Investing.com — The dollar hits its highest level of the week, as the market reassesses the relative outlook for global interest rates. Weekly jobless claims and import data will provide the first test of the tapering timeline outlined on Wednesday. The Bank of England and the Czech National Bank are both expected to raise interest rates later, albeit the former’s decision is on a knife-edge. Stocks are drifting, but Qualcomm (NASDAQ:QCOM), Toyota and Booking (NASDAQ:BKNG) are all looking strong after impressive results. And OPEC meets with Russia and others but isn’t expected to cut oil importers much slack with their December output quotas. Here’s what you need to know in financial markets on Thursday, 4th November.
1. Dollar reverses losses after Fed’s dovish tapering message
The dollar reclaimed all the losses it made in response to what most analysts saw as a modest first step by the Federal Reserve to normalize monetary policy at its meeting on Wednesday.

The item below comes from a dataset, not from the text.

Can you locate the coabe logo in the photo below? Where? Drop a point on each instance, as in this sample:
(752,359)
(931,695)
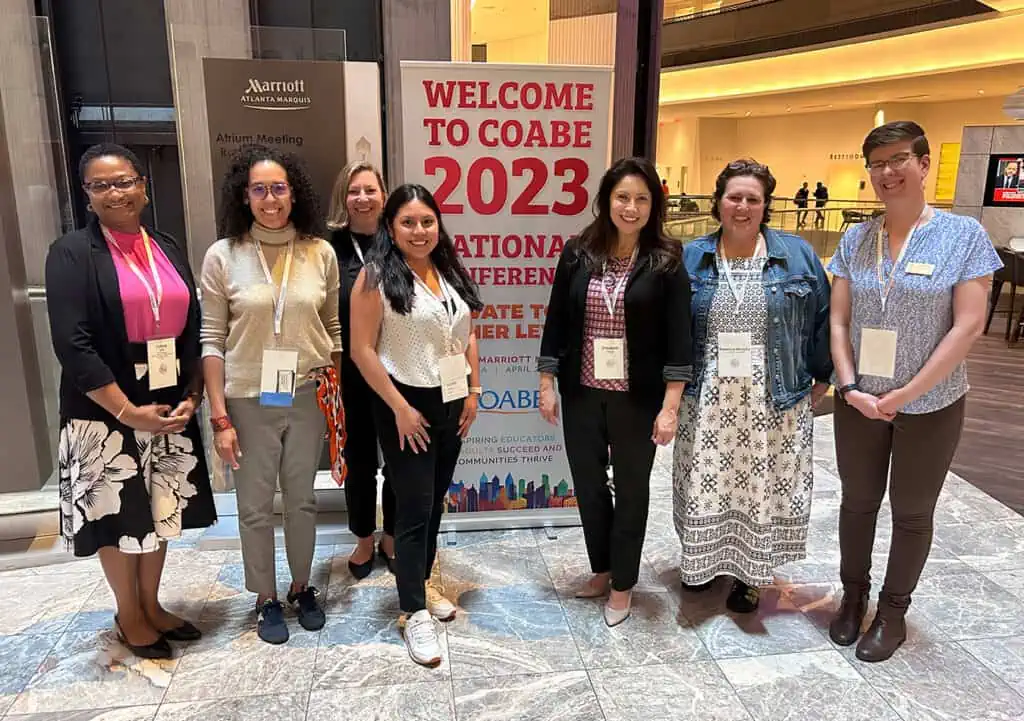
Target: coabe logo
(276,94)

By 6:15 AM ET (1015 GMT), the dollar index that tracks the greenback against a basket of advanced economy currencies was up 0.4% at 94.265, its highest level this week, as analysts came around to the view that the chance of higher interest rates is still more realistic in the U.S. than in either Japan or the Eurozone, where ECB President Christine Lagarde effectively ruled out the chance of a rate hike next year in comments on Wednesday.
Stock markets in Asia and Europe followed the U.S. higher overnight, comfortable with Fed Chair Jerome Powell’s assurances that the central bank is not “behind the curve” on inflation, even though it expects current supply bottlenecks plaguing the economy to last “well into next year.”
2. Multi-speed monetary tightening in Europe
For other central banks, it’s a different picture. The Bank of England is expected by many to raise interest rates for the first time since the pandemic at its meeting, although the prospect of the economy cooling off may yet leave it to keep policy settings unchanged. Its decision is due at 8 AM ET.
Norway’s central bank, which has already raised interest rates once, kept its key rate at 0.25% but remains on track to hike again in December, while the Czech National Bank is expected to continue the trend of aggressive interest rate hikes by central European economies when it meets later. Analysts expect a further 50 basis point hike to 2.0% in its key rate, after a 75 basis point hike last month.
Poland’s National Bank had raised its key rate by 75 basis points on Wednesday, a second straight tightening in as many months.
3. Stocks set to open mixed; Qualcomm, Toyota shine
U.S. stock markets are set to open mixed later after closing at fresh record highs on Wednesday in response to the Fed’s announcement, in which Jerome Powell was at pains to emphasize no acceleration of the timeline for rate hikes.
By 6:20 AM ET, Dow Jones futures were down 20 points, or less than 0.1%, while S&P 500 futures were up 0.1% and Nasdaq 100 futures were up 0.4%.
The key 10-Year Treasury bond yield, which had risen as high as 1.60% on Wednesday, was back down at 1.57%.
Stocks likely to be in focus later in Qualcomm, which posted record sales in its fiscal fourth quarter on the back of strong demand for 5G phones, and Toyota, which also posted results that defied the constraints of the global chip sector overnight. Booking and lithium miner Albemarle (NYSE:ALB) also look set for strong starts after better-than-expected earnings late on Thursday.
A heavy earnings schedule is led by Zoetis, Duke Energy and Cigna early, and by MercadoLibre, Occidental, Peloton and Motorola after the bell.
4. Jobless claims, trade data to highlight economic strength
Powell had left the Fed some wiggle room on Wednesday by saying that the Fed can adjust the pace of its phase-out of bond purchases if appropriate, and weekly jobless claims data due at 8:30 may have some people already asking that question.
Initial claims are expected to edge down to a new post-pandemic low of 275,000, a day after ADP’s private payrolls report for the month through mid-October came in much stronger than expected, showing a net gain of 571,000 jobs. The Institute of Supply Management’s non-manufacturing business survey also showed a clear strengthening of activity in October.
Also of note will be U.S. trade data. Last month’s numbers showed imports running at historic records ahead of the upcoming holiday season, suggesting consumer demand remains extraordinarily strong.
5. OPEC+ to hold its course
Ministers from the Organization of Petroleum Exporting Countries will meet with Russia and other big oil exporters to decide on production levels for December.
They’re not expected to change their pre-announced plan of a 400,000 barrel a day increase, despite pressure from President Joe Biden and the leaders of other big importers such as India to pump more.
U.S. government inventory data on Wednesday strengthened suspicions that high gasoline prices are already hurting oil demand in the U.S., crude stocks rising by more than 3 million barrels last week.
By 6:30 AM ET, U.S. crude futures were up 1.4% at $82.00 a barrel, while Brent was up 1.7% at $83.38 a barrel.